The patient saturation was 74% and dropping.
I had the blade in my hand. Laryngoscope, check. ETT sized for her airway, check. I was already calculating — grade 3 view, slight anterior larynx, could be a 7.0 tube instead of 7.5, maybe a GlideScope if the standard approach failed.
She was a full code. Her daughter was in the hallway, sobbing into her phone.
I positioned myself. Tilted her head. Opened the mouth. The secretions were minimal. Good sign. I could see the epiglottis, was lifting it now, was seeing the cords —
She coding was not an option I could rule out.
74%. 71%. 68%.
I could intubate. I should intubate. The patient was circling the drain and intubation was the correct intervention, the standard of care, the thing I had done forty times and the thing I would do forty more and the thing that was medically indicated in exactly this scenario.
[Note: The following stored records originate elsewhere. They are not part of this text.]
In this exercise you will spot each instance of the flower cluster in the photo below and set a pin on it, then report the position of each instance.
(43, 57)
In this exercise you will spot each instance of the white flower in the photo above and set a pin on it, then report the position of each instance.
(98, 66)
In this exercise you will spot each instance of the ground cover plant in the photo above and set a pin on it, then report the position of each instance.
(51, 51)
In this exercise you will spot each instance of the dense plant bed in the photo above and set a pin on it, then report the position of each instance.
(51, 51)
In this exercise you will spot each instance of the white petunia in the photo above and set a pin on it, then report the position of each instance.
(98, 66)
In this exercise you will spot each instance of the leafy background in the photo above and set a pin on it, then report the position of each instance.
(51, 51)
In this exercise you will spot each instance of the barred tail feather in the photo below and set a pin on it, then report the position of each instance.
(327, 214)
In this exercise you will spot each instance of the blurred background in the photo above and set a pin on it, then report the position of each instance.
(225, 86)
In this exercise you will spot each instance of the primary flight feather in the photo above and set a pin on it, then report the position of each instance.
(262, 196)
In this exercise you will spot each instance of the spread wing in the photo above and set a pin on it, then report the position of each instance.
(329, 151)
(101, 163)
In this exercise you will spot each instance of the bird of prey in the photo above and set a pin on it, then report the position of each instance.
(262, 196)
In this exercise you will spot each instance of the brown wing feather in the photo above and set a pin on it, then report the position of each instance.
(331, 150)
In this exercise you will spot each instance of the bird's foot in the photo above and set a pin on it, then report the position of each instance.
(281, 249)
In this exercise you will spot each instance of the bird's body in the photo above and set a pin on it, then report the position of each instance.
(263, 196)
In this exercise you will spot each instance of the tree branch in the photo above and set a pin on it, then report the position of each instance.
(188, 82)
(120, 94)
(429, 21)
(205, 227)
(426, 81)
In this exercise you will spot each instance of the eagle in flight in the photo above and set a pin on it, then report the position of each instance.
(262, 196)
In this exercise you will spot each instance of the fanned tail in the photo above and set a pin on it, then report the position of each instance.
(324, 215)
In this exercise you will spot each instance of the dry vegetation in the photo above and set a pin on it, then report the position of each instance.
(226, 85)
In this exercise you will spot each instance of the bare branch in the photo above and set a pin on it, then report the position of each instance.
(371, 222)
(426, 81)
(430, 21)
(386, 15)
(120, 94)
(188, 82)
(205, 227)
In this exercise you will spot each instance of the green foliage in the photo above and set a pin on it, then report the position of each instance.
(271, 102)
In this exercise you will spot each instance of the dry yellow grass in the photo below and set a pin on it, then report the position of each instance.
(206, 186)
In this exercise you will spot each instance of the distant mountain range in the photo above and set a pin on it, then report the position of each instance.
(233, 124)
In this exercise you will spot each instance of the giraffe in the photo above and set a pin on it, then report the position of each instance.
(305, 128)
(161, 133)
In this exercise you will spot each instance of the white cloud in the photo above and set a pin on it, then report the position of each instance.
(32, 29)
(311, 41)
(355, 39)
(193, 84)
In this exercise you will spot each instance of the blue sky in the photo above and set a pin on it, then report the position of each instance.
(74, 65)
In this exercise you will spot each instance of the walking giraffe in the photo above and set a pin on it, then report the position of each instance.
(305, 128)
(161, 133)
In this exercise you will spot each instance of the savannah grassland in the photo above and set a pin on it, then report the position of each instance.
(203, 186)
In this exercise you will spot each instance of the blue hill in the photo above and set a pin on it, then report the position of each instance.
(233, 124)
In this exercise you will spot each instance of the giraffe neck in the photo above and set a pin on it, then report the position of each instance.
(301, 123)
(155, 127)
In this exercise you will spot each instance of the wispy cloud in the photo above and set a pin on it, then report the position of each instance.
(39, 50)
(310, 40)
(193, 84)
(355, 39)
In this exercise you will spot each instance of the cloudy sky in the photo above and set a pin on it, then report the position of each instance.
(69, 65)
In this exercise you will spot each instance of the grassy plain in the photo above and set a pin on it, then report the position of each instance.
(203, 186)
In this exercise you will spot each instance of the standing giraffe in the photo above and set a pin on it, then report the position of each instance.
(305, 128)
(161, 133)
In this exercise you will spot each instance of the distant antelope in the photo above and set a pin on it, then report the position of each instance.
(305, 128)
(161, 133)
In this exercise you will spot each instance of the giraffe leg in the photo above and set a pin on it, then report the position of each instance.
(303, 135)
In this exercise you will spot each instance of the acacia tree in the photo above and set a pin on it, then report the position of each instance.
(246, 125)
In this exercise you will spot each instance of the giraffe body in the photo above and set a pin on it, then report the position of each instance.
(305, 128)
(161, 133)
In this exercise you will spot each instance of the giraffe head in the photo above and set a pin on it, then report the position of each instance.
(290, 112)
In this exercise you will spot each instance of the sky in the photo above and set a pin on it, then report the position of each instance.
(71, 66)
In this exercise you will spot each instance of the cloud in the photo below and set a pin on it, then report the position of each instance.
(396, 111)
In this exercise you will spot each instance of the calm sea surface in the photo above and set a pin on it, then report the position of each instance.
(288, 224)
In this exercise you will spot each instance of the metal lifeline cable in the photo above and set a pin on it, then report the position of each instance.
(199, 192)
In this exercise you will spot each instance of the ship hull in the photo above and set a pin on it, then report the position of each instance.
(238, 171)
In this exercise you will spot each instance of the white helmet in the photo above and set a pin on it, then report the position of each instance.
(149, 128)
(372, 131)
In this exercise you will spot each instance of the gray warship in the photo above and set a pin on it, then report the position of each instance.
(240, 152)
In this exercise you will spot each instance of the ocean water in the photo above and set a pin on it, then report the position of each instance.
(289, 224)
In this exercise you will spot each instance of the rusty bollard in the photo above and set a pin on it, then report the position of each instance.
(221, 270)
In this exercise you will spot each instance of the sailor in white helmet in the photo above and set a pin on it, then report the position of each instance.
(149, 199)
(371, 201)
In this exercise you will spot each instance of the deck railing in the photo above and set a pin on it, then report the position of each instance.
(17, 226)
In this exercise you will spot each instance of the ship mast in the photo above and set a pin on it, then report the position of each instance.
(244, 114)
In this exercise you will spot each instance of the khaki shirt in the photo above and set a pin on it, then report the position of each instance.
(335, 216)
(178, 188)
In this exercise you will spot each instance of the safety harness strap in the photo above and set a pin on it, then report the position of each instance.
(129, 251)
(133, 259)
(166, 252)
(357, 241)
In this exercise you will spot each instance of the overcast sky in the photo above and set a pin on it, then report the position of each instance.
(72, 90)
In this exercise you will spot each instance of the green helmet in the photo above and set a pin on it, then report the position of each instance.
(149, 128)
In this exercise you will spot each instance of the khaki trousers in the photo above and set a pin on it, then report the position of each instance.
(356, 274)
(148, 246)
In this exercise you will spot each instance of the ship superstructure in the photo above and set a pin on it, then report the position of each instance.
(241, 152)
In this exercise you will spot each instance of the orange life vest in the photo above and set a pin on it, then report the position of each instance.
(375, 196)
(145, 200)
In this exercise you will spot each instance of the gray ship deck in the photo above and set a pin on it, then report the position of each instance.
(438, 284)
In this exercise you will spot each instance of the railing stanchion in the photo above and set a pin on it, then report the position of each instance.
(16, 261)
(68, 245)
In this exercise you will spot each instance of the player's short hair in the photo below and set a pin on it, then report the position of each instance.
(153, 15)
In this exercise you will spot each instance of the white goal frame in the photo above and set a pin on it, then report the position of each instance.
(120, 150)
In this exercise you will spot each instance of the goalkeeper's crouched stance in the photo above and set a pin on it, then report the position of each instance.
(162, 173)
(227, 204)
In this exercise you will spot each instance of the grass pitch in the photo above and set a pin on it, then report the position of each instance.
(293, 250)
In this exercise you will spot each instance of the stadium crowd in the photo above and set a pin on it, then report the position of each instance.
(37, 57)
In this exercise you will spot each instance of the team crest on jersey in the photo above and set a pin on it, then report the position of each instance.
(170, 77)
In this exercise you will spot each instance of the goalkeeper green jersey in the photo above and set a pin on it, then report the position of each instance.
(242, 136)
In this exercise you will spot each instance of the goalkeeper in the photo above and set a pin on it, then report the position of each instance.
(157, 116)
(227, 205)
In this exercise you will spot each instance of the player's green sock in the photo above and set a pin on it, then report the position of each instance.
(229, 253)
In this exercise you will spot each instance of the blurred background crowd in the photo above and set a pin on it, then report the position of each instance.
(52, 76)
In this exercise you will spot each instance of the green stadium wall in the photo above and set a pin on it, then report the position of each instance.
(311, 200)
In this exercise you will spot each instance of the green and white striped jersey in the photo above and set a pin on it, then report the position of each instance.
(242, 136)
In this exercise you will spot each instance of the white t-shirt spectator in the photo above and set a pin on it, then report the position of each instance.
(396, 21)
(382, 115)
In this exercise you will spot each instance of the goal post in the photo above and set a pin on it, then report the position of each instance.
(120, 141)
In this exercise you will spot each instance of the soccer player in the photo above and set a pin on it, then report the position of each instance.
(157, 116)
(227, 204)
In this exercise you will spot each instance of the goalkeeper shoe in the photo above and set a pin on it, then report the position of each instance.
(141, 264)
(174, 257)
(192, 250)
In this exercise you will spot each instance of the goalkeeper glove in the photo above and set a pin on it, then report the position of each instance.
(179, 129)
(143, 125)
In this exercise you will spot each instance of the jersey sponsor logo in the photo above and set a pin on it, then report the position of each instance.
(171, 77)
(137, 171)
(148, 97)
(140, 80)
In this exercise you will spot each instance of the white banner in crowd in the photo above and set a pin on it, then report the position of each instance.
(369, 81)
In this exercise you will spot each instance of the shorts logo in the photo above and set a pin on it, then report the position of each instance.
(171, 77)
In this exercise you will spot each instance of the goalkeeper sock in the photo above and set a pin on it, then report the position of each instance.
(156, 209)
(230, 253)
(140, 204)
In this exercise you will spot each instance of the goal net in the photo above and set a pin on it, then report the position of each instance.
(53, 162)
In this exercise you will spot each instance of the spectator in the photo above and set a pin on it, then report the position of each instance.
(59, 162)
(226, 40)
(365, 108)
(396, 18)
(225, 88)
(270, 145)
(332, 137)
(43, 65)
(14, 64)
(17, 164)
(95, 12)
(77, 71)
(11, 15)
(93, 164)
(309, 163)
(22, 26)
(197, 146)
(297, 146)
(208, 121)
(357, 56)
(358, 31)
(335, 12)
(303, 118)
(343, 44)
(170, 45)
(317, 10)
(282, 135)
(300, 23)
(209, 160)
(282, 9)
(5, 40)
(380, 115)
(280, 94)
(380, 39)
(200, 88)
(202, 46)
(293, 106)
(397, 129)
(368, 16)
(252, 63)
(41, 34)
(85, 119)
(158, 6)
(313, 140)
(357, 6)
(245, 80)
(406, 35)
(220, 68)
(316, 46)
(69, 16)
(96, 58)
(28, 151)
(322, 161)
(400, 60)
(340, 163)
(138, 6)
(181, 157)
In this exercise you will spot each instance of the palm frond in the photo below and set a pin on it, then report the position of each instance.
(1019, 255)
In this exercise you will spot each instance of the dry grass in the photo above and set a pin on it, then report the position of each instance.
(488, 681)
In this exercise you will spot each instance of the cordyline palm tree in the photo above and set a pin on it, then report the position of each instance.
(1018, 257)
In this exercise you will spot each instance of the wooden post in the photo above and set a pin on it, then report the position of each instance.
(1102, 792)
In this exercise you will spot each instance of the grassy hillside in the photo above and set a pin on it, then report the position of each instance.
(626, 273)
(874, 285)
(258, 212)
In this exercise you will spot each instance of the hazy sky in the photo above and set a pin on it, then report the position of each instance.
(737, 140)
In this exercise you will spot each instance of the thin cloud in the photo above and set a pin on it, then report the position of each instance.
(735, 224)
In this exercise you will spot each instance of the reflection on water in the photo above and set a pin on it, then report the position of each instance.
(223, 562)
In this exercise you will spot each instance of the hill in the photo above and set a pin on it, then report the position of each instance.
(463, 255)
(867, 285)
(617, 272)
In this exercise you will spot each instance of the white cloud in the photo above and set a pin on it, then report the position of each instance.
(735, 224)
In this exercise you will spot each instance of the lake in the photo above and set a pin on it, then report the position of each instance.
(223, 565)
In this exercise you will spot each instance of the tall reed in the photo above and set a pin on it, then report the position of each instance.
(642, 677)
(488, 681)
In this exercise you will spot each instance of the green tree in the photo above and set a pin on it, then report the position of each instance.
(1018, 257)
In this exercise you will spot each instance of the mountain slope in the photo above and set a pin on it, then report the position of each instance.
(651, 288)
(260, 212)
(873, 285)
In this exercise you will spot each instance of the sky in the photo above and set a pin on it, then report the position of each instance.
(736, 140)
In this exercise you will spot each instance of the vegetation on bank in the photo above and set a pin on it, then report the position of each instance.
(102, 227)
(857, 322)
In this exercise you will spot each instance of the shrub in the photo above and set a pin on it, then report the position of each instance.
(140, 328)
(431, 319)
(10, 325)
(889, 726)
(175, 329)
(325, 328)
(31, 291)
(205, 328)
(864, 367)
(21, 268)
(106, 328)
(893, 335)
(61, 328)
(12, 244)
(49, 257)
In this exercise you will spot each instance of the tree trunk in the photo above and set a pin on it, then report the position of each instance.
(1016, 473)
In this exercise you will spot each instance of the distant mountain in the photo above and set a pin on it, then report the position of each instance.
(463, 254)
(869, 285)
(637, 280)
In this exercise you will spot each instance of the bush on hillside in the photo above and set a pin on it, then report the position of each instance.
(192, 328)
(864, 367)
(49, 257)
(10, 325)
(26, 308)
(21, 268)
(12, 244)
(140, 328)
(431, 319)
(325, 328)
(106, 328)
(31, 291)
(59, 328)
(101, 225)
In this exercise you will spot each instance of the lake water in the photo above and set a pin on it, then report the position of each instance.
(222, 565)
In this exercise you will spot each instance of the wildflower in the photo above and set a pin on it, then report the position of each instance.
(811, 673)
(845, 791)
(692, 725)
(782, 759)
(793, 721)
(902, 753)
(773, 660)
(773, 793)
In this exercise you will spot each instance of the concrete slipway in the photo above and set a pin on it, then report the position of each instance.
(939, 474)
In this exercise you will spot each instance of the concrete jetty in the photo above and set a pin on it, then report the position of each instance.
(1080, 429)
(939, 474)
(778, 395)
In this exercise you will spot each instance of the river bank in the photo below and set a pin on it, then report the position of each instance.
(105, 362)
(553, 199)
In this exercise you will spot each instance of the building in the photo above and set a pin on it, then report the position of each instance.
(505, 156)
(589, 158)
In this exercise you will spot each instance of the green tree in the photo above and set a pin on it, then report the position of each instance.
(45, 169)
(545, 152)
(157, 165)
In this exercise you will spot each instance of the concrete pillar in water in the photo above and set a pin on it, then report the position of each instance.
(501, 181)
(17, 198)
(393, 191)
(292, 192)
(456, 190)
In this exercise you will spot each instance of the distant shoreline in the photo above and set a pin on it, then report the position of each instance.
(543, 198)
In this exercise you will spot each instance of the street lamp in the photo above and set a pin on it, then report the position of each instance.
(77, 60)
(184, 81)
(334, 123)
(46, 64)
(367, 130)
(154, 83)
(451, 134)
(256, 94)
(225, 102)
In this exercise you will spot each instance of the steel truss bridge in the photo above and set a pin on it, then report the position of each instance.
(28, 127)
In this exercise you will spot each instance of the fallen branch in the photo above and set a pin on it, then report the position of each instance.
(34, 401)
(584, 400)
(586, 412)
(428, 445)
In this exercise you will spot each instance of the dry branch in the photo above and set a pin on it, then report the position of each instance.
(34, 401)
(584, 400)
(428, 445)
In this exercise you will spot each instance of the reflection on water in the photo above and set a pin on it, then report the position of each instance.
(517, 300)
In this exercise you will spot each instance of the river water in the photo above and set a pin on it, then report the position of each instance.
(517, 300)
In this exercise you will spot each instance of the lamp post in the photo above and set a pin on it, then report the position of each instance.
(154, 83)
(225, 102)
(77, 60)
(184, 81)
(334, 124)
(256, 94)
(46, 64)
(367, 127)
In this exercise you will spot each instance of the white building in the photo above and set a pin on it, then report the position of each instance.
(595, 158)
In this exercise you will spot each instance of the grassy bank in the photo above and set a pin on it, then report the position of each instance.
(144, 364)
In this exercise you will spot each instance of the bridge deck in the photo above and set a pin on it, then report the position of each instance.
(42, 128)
The daughter looked up from her phone in the hallway. Our eyes met for exactly one second.
I kept the blade in my hand but I did not advance.
Instead I pushed the jaw. Positioned the head differently. Reached for the ambu-bag and I —
I bagged her for another ninety seconds instead of intubating. She did not code. Her sats climbed to 82. Then 87. Then 91.
I charted it as difficult airway managed conservatively. Which was true. Also: I had stopped myself from putting a tube in a woman who might have died with a tube in her throat while her daughter watched.
I never told anyone. I almost did, once. At 5am, in the break room, to no one in particular.
I did not.
Some choices are the ones you do not make, and they are heavier than the ones you do.